Partial? You literally choose all of their skills and abilities. They effectively become a party member, giving you full access to all of their attacks. So, bad example there. In fact, you can even teach them specific spells like Protect and Haste, making them effective combatants in their own right. The 'no-sphere grid' challenge relies on using summons to win every fight.
Errm, last I checked FFXIV was an MMORPG, or am I missing something? Surely a fellow MMO is exactly the sort of benchmark we should be using to judge our summons in this game. Especially another one with the Final Fantasy moniker!
True for 12, false for 13. You're on a time limit, but all of the skills used are entirely down to your own discretion.
Again, you discredit yourself since FFXIV is actually an MMO. Or do you consider this game to be a first person shooter?
Honestly, the pets in ARR might as well not even exist for all the good they do. I would have actually preferred a Black Mage style summon and dismiss to the rubbish 'it exists' style of summon we have here. The damage they do is terrible, they almost zero support skills, and they exist solely because of the job name. Painflare was greatly needed because we really lacked spike damage of any kind. Fester requires you to already have multiple DoT's on the target, and energy drain is weak and single target. Compare it to BLM who can spam Fire II for 100 potency on all targets (or use Flare for much more), and it's easy to see where we needed to play catch-up.

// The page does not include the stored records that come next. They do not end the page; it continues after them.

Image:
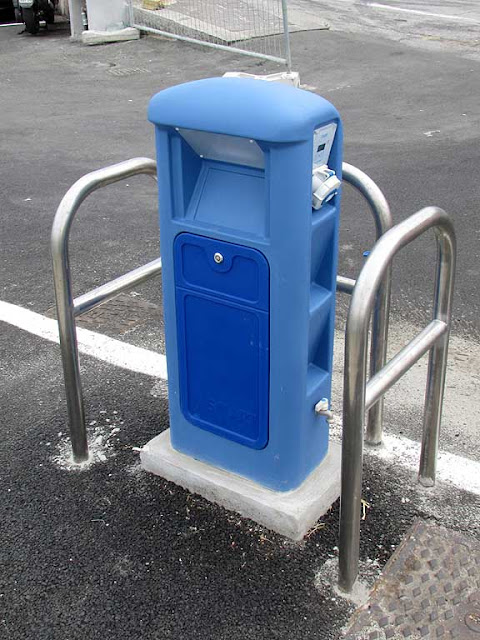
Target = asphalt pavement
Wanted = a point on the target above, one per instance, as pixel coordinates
(109, 551)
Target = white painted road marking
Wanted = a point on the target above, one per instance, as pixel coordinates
(442, 16)
(461, 472)
(97, 345)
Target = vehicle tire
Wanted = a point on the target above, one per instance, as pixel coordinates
(49, 15)
(32, 23)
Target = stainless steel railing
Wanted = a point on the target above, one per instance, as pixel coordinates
(360, 395)
(67, 308)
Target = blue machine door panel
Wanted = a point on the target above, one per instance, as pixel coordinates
(223, 337)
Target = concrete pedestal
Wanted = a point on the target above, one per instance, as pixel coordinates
(290, 513)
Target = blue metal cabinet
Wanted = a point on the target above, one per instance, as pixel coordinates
(222, 300)
(249, 339)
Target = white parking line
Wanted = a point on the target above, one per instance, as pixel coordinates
(456, 470)
(442, 16)
(97, 345)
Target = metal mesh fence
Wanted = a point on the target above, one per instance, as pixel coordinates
(253, 27)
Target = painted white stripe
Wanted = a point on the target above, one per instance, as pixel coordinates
(442, 16)
(120, 354)
(461, 472)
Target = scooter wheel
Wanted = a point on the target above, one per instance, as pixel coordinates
(50, 15)
(32, 23)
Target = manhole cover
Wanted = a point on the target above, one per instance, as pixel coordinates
(430, 588)
(119, 315)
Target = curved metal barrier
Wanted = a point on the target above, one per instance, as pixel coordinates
(378, 350)
(68, 308)
(360, 395)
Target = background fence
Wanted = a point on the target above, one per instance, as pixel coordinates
(253, 27)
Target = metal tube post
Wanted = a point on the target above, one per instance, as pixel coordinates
(437, 365)
(63, 288)
(378, 351)
(286, 36)
(355, 373)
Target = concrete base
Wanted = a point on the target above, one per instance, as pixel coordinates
(290, 513)
(102, 37)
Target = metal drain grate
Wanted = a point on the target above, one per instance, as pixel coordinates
(429, 589)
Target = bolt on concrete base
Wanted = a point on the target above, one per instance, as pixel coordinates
(290, 513)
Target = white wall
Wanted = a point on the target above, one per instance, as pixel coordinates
(106, 15)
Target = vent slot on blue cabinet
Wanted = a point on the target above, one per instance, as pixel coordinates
(222, 299)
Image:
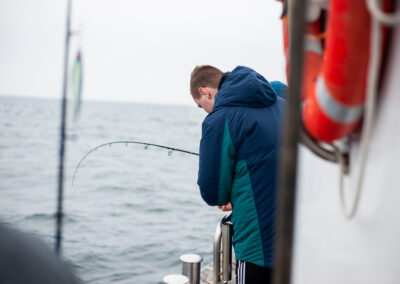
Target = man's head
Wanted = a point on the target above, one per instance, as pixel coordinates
(204, 82)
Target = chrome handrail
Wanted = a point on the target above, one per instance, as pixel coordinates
(222, 246)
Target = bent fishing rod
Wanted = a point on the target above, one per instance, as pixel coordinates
(146, 146)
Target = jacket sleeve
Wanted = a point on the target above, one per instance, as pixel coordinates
(216, 163)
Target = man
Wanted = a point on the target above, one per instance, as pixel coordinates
(238, 159)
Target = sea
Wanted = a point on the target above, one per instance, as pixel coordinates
(132, 210)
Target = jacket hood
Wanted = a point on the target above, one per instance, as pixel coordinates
(244, 87)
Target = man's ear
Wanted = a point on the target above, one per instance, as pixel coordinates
(203, 91)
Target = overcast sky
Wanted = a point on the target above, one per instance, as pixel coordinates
(141, 51)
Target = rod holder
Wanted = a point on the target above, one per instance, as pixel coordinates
(191, 264)
(176, 279)
(222, 251)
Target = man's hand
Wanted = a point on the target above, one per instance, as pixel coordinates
(227, 207)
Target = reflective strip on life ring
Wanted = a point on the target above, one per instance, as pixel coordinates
(335, 80)
(334, 109)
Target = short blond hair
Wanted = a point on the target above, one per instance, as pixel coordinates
(204, 76)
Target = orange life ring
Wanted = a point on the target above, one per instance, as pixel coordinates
(335, 74)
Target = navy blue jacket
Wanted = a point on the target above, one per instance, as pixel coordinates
(238, 160)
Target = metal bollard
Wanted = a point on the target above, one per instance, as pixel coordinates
(226, 243)
(175, 279)
(223, 246)
(191, 264)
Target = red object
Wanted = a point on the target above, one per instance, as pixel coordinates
(335, 80)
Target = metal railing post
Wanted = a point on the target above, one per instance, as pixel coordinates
(222, 246)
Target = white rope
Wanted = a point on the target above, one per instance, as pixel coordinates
(386, 18)
(369, 116)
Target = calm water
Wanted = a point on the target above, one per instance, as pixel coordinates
(131, 212)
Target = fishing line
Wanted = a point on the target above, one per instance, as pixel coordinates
(146, 146)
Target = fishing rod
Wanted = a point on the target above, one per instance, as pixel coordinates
(146, 146)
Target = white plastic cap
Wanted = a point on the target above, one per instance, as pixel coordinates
(176, 279)
(191, 258)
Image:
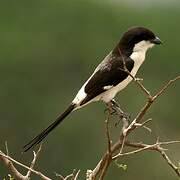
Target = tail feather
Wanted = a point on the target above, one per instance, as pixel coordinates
(44, 133)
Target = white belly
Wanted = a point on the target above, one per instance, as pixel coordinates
(108, 95)
(138, 58)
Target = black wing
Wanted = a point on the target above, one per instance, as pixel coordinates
(110, 73)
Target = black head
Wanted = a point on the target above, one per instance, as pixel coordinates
(134, 36)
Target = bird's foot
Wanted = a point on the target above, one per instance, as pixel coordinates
(123, 117)
(114, 109)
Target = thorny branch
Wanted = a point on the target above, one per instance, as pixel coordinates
(122, 141)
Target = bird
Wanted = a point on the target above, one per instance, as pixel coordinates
(111, 76)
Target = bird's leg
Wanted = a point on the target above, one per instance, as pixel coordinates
(114, 108)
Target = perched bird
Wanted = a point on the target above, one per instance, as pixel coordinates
(112, 75)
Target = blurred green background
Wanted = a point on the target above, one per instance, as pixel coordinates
(49, 48)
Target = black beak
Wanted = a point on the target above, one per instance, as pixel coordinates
(156, 40)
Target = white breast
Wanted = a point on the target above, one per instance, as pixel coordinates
(138, 58)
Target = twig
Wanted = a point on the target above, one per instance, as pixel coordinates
(33, 161)
(101, 166)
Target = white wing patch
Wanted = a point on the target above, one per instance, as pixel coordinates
(107, 87)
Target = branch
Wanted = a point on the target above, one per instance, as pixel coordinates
(105, 160)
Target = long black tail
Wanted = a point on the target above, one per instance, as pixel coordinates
(43, 134)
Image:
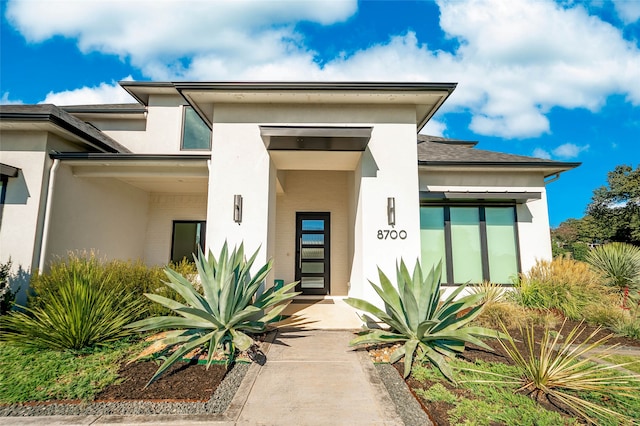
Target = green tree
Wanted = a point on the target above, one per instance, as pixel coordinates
(616, 206)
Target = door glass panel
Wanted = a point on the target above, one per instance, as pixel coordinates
(312, 267)
(312, 225)
(312, 253)
(313, 239)
(312, 282)
(186, 237)
(465, 242)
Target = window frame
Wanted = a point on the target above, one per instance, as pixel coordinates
(484, 248)
(203, 233)
(183, 128)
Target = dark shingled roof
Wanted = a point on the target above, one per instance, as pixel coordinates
(436, 151)
(64, 120)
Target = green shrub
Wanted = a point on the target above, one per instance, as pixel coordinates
(619, 263)
(83, 309)
(429, 324)
(554, 368)
(220, 315)
(7, 296)
(133, 277)
(564, 284)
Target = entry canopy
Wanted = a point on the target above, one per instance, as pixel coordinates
(314, 138)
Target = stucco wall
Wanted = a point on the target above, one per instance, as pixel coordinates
(163, 210)
(314, 191)
(387, 169)
(20, 228)
(96, 213)
(533, 216)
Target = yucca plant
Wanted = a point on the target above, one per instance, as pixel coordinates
(557, 369)
(419, 315)
(223, 313)
(619, 263)
(83, 310)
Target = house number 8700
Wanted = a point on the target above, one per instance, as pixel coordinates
(385, 234)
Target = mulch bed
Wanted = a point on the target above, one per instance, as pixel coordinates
(438, 411)
(182, 382)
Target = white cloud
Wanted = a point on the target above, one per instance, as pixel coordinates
(4, 100)
(627, 10)
(569, 150)
(541, 153)
(515, 62)
(105, 93)
(434, 128)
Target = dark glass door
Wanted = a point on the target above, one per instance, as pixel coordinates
(313, 253)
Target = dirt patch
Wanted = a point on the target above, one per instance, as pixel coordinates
(182, 382)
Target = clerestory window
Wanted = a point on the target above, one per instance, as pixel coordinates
(195, 132)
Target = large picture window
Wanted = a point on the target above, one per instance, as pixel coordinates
(195, 133)
(187, 237)
(474, 243)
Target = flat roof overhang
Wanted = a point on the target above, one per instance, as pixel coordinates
(9, 171)
(313, 138)
(425, 97)
(462, 196)
(550, 168)
(152, 173)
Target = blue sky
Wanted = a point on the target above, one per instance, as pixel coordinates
(558, 80)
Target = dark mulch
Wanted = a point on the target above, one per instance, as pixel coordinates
(438, 411)
(182, 382)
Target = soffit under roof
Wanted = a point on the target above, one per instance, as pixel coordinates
(426, 97)
(315, 138)
(188, 174)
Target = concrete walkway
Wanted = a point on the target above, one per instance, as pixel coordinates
(311, 377)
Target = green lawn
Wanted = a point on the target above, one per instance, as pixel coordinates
(41, 375)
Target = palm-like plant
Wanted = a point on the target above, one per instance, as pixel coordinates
(418, 315)
(618, 262)
(226, 310)
(558, 369)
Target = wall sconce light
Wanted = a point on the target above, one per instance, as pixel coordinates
(391, 211)
(237, 208)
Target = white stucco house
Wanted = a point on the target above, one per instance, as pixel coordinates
(328, 179)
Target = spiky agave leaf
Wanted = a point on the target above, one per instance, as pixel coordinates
(428, 325)
(226, 310)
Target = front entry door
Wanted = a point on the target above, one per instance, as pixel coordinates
(312, 253)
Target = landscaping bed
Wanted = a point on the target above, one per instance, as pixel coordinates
(492, 404)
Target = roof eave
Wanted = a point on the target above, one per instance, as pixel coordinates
(549, 168)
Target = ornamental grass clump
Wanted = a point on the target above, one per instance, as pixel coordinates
(561, 370)
(563, 284)
(83, 309)
(223, 314)
(430, 325)
(619, 264)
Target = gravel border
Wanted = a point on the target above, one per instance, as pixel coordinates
(217, 404)
(407, 407)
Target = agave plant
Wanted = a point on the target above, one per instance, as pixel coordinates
(221, 316)
(418, 315)
(558, 369)
(618, 262)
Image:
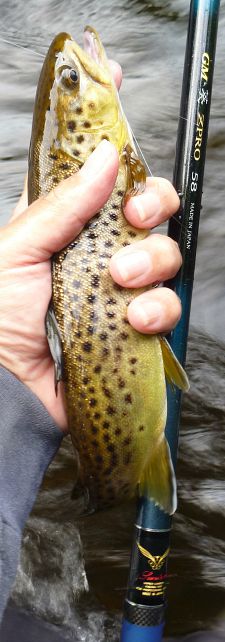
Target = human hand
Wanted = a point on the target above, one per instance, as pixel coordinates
(36, 232)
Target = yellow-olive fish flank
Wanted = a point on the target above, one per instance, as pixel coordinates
(114, 376)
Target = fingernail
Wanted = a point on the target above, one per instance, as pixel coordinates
(97, 160)
(133, 264)
(151, 314)
(154, 206)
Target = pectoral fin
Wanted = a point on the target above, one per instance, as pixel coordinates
(174, 372)
(136, 174)
(158, 481)
(55, 344)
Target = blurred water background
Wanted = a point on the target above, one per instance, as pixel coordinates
(148, 39)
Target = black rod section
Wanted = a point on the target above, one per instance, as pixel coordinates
(145, 602)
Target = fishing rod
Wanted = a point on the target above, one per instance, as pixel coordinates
(145, 602)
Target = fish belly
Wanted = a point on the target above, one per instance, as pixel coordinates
(114, 376)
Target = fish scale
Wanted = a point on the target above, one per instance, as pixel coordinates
(114, 377)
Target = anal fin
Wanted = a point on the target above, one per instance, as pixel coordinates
(55, 344)
(174, 372)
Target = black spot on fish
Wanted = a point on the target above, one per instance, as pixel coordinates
(111, 448)
(90, 329)
(111, 301)
(105, 352)
(97, 368)
(108, 471)
(114, 459)
(71, 125)
(107, 392)
(91, 298)
(87, 346)
(118, 431)
(99, 459)
(118, 349)
(128, 398)
(95, 281)
(124, 336)
(110, 410)
(126, 458)
(103, 336)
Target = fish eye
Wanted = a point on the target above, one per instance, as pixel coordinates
(68, 77)
(74, 76)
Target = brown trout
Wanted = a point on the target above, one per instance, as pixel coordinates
(114, 376)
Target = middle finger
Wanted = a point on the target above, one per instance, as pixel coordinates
(154, 259)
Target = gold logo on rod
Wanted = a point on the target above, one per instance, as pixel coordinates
(155, 561)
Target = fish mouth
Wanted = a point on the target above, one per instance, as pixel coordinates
(92, 58)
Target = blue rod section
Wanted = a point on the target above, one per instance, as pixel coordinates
(145, 602)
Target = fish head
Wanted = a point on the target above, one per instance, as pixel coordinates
(82, 106)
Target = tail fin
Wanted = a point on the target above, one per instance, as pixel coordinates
(174, 372)
(158, 481)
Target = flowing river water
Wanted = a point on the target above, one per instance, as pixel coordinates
(148, 39)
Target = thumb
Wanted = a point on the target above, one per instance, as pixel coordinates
(53, 221)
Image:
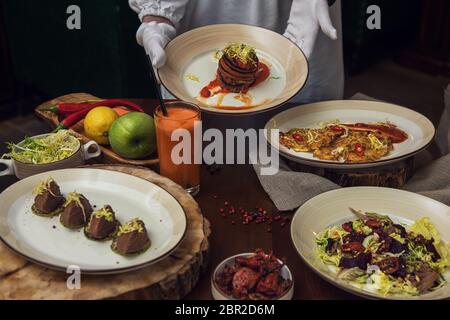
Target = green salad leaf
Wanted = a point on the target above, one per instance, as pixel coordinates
(46, 149)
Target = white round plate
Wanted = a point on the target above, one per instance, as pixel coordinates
(46, 242)
(420, 130)
(192, 64)
(332, 208)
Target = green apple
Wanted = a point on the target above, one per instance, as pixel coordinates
(133, 135)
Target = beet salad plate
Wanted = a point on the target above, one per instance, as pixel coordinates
(153, 223)
(233, 68)
(377, 242)
(349, 134)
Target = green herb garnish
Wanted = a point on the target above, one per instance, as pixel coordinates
(47, 149)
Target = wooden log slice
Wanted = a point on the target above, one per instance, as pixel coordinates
(171, 278)
(391, 176)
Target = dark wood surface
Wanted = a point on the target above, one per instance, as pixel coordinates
(239, 185)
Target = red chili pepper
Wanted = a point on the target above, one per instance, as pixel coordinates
(359, 149)
(297, 137)
(337, 128)
(66, 109)
(72, 119)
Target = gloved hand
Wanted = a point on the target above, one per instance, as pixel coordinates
(306, 17)
(154, 37)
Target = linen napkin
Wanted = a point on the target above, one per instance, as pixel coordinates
(290, 189)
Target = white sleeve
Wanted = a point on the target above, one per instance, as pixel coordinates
(169, 9)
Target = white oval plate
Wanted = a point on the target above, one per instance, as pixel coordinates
(420, 130)
(331, 208)
(36, 239)
(193, 54)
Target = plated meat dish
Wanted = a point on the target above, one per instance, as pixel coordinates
(257, 277)
(48, 201)
(77, 211)
(350, 143)
(103, 224)
(376, 254)
(131, 239)
(239, 69)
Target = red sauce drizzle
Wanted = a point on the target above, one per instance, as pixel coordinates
(214, 88)
(395, 134)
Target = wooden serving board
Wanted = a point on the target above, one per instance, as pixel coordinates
(109, 155)
(390, 176)
(171, 278)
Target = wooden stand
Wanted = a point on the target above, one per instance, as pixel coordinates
(171, 278)
(109, 156)
(390, 176)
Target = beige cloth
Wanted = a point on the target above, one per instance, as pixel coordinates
(289, 190)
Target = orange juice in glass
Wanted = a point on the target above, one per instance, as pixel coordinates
(181, 115)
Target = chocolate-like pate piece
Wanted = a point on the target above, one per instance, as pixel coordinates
(49, 200)
(131, 239)
(77, 211)
(102, 225)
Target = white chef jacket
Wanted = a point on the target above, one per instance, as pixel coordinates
(326, 77)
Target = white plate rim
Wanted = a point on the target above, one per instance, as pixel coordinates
(101, 271)
(244, 111)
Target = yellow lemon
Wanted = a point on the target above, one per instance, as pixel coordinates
(98, 122)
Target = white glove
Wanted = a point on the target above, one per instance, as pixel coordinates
(306, 17)
(154, 37)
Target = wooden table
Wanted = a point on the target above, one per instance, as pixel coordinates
(239, 185)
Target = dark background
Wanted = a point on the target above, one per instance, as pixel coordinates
(40, 58)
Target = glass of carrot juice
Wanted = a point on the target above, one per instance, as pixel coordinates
(181, 115)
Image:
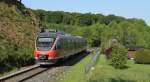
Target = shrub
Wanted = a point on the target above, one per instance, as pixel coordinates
(142, 56)
(118, 57)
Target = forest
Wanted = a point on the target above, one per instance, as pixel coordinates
(98, 27)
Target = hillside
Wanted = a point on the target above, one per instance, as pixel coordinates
(98, 27)
(17, 30)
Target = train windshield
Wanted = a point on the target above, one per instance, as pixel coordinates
(44, 43)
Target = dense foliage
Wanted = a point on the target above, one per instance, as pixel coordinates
(118, 57)
(142, 56)
(16, 35)
(97, 26)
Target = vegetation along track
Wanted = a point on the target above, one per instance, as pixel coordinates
(47, 73)
(22, 75)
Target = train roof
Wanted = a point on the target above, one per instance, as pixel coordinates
(54, 33)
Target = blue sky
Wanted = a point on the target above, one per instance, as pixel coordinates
(126, 8)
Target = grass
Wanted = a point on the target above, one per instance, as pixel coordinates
(77, 73)
(103, 72)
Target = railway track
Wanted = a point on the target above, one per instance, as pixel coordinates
(23, 75)
(36, 71)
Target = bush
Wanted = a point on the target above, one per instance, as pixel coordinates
(142, 56)
(118, 57)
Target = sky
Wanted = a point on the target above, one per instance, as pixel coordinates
(126, 8)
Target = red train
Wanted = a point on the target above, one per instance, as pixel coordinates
(53, 45)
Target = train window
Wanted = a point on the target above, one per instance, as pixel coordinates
(44, 43)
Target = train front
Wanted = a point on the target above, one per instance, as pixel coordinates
(45, 52)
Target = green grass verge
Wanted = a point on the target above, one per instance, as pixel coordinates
(77, 72)
(103, 72)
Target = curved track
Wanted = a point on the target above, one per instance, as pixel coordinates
(36, 70)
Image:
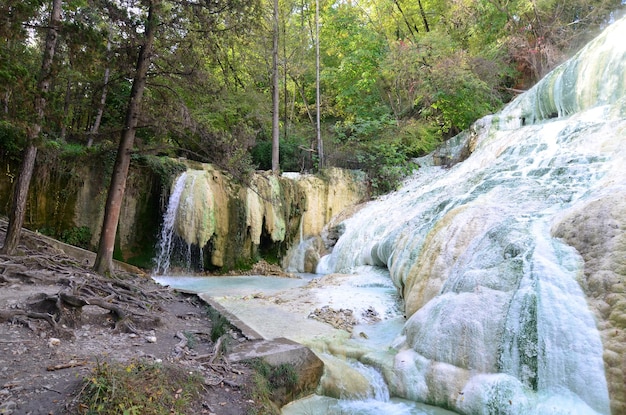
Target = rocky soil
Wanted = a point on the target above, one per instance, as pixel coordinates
(44, 358)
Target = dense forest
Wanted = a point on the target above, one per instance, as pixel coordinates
(365, 84)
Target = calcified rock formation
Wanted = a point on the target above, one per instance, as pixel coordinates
(229, 224)
(512, 264)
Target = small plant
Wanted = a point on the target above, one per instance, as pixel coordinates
(137, 387)
(191, 340)
(220, 325)
(272, 384)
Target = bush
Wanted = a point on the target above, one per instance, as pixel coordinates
(138, 387)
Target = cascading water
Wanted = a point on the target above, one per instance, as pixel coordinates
(502, 311)
(170, 245)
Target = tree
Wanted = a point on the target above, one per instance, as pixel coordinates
(104, 258)
(20, 191)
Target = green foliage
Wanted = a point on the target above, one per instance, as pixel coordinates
(267, 380)
(12, 140)
(138, 387)
(78, 236)
(165, 168)
(219, 324)
(292, 154)
(283, 375)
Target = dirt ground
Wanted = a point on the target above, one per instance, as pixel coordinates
(42, 367)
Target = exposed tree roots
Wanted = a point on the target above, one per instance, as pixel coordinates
(130, 306)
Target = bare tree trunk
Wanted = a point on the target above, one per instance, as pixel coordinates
(104, 258)
(275, 96)
(318, 127)
(103, 98)
(423, 14)
(20, 191)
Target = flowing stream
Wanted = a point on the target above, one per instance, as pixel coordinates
(481, 308)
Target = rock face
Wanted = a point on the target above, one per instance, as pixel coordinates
(281, 351)
(230, 223)
(227, 224)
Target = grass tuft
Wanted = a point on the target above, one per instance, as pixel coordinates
(138, 387)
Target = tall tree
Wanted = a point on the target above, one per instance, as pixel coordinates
(104, 257)
(20, 190)
(275, 94)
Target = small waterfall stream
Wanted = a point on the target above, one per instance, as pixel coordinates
(499, 308)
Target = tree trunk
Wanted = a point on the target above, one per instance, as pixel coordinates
(103, 98)
(20, 191)
(423, 14)
(318, 127)
(104, 258)
(275, 97)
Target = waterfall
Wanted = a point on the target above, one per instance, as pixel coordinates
(167, 237)
(502, 299)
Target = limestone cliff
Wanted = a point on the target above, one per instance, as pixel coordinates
(230, 223)
(221, 221)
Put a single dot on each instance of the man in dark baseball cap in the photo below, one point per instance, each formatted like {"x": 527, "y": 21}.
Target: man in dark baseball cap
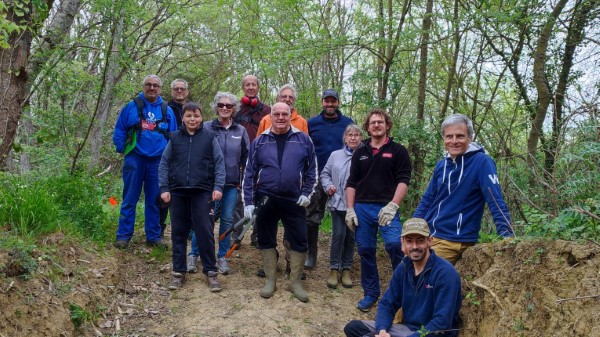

So, in general the new direction makes sense from a gameplay standpoint. But I maintain that Summoner feels so unlike a summoning job it might as well be called Mystic for all the emphasis it has. Pet jobs can be done well, but they've decided to have zero emphasis on the pets. In my opinion, Scholar is more of a summoner than Summoner is. At least their pets aren't just slightly useful, but genuinely crucial to every aspect of the job, with strength that rivals the caster.